Ni mucho, ni poco. No dijo que sí, pero tampoco dijo que no. Gallego de pura cepa, como es el presidente del gobierno, las frases podrían servir perfectamente para sacar conclusiones como las que se derivan de las propias de cada uno de los dos partidos en liza a la hora de evaluar el resultado del debate del estado de la nación.
Tal vez lo único, al margen de los contextos ya asumidos por el conjunto de una población que cada vez parece creer en menos o, lo que es peor, en nadie, fue el reconocimiento explícito de que cuestiones como la corrupción, la carencia de resultados reales –aquellos que trascienden a quien verdaderamente debería hacerlo– de la política del gobierno y el ambiguo y tenue reconocimiento a los problemas que atenazan a este país, fue eso de constatar el desasosiego de una parte más que considerable de la ciudadanía.
Debatir sobre la situación de un Estado en el que la desconfianza se ha convertido en la única moneda de cambio político debería servir al menos para que se hubiesen dado reflexiones más profundas que las de haberse “relajado en la exigencia ética” o que “falló el control”. ¿Acaso no es eso precisamente –ética y control– lo mínimo que se exige de un político? No es que tengamos que excluir también de esta casta toda pecado capital, pero sí suponer que por su parte existe la mínima intención de no cometerlos.
¿Qué sería entonces un Estado sin ética, sin la simple, aunque variable, capacidad para controlar aquello que vulnera su esencia, que no es otra cosa que la capacidad de confianza en la tutela, en la guarda, en la protección de lo básico y lo esencial? Léase una vivienda digna, alimentación, sanidad, protección ante la injusticia... ¿No es acaso todo eso, de forma individual, conjugada y combinada, lo que, en resumidas cuentas, transmite sosiego, eso que precisamente ahora se reconoce que no existe? En el mismo informativo en que daba cuenta de la primera sesión del debate, otro apartado abordaba el caso de unos alumnos de un colegio canario que llegaban a clase sin desayunar y de los esfuerzos de profesores y asociaciones por garantizarles un mínimo de dignidad.

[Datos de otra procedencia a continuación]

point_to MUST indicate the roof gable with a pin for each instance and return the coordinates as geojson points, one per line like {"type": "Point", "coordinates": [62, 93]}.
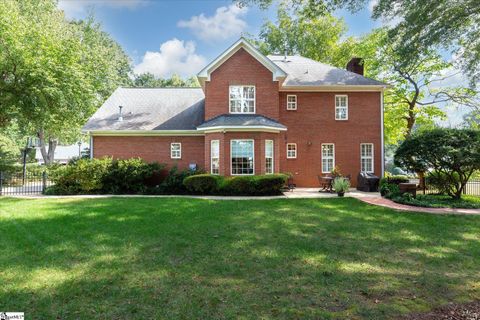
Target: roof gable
{"type": "Point", "coordinates": [277, 72]}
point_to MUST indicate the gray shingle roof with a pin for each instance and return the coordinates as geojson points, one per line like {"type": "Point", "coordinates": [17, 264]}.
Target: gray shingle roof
{"type": "Point", "coordinates": [306, 72]}
{"type": "Point", "coordinates": [150, 109]}
{"type": "Point", "coordinates": [234, 120]}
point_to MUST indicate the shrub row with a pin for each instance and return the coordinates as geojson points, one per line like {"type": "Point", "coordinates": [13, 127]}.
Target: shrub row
{"type": "Point", "coordinates": [108, 176]}
{"type": "Point", "coordinates": [245, 185]}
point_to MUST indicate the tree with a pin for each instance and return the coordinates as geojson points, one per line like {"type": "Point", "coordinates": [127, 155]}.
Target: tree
{"type": "Point", "coordinates": [149, 80]}
{"type": "Point", "coordinates": [452, 154]}
{"type": "Point", "coordinates": [54, 73]}
{"type": "Point", "coordinates": [428, 24]}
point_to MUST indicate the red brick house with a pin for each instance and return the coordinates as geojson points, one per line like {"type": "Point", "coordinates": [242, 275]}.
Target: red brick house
{"type": "Point", "coordinates": [252, 115]}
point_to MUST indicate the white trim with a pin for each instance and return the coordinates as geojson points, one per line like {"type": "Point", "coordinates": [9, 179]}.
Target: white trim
{"type": "Point", "coordinates": [253, 158]}
{"type": "Point", "coordinates": [171, 150]}
{"type": "Point", "coordinates": [333, 157]}
{"type": "Point", "coordinates": [91, 147]}
{"type": "Point", "coordinates": [146, 133]}
{"type": "Point", "coordinates": [372, 158]}
{"type": "Point", "coordinates": [254, 98]}
{"type": "Point", "coordinates": [296, 150]}
{"type": "Point", "coordinates": [296, 102]}
{"type": "Point", "coordinates": [242, 128]}
{"type": "Point", "coordinates": [337, 107]}
{"type": "Point", "coordinates": [329, 88]}
{"type": "Point", "coordinates": [277, 72]}
{"type": "Point", "coordinates": [273, 156]}
{"type": "Point", "coordinates": [382, 138]}
{"type": "Point", "coordinates": [211, 157]}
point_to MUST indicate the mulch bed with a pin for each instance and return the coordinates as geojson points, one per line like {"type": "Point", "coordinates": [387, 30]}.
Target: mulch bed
{"type": "Point", "coordinates": [468, 311]}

Desasosiego es lo que causa que se dé educación pero no nada que llevarse a la boca o que en un hospital privado, contratado por la Sanidad Público, con la canícula del verano entrando a borbotones por la ventana, se restrinja el agua a un solo botellín diario. Son solo ejemplos. Lo lamentable es que solo sirvan de argumento político, no para ejercitar el sentido común que invita a solventarlos. Poco importa que se diga que todo se va resolver o que lo que se está haciendo permitirá que se resuelva; la cuestión es saber cuándo, en un país en el que la capacidad de resistencia se mide ya en grados de consumo de ansiolíticos.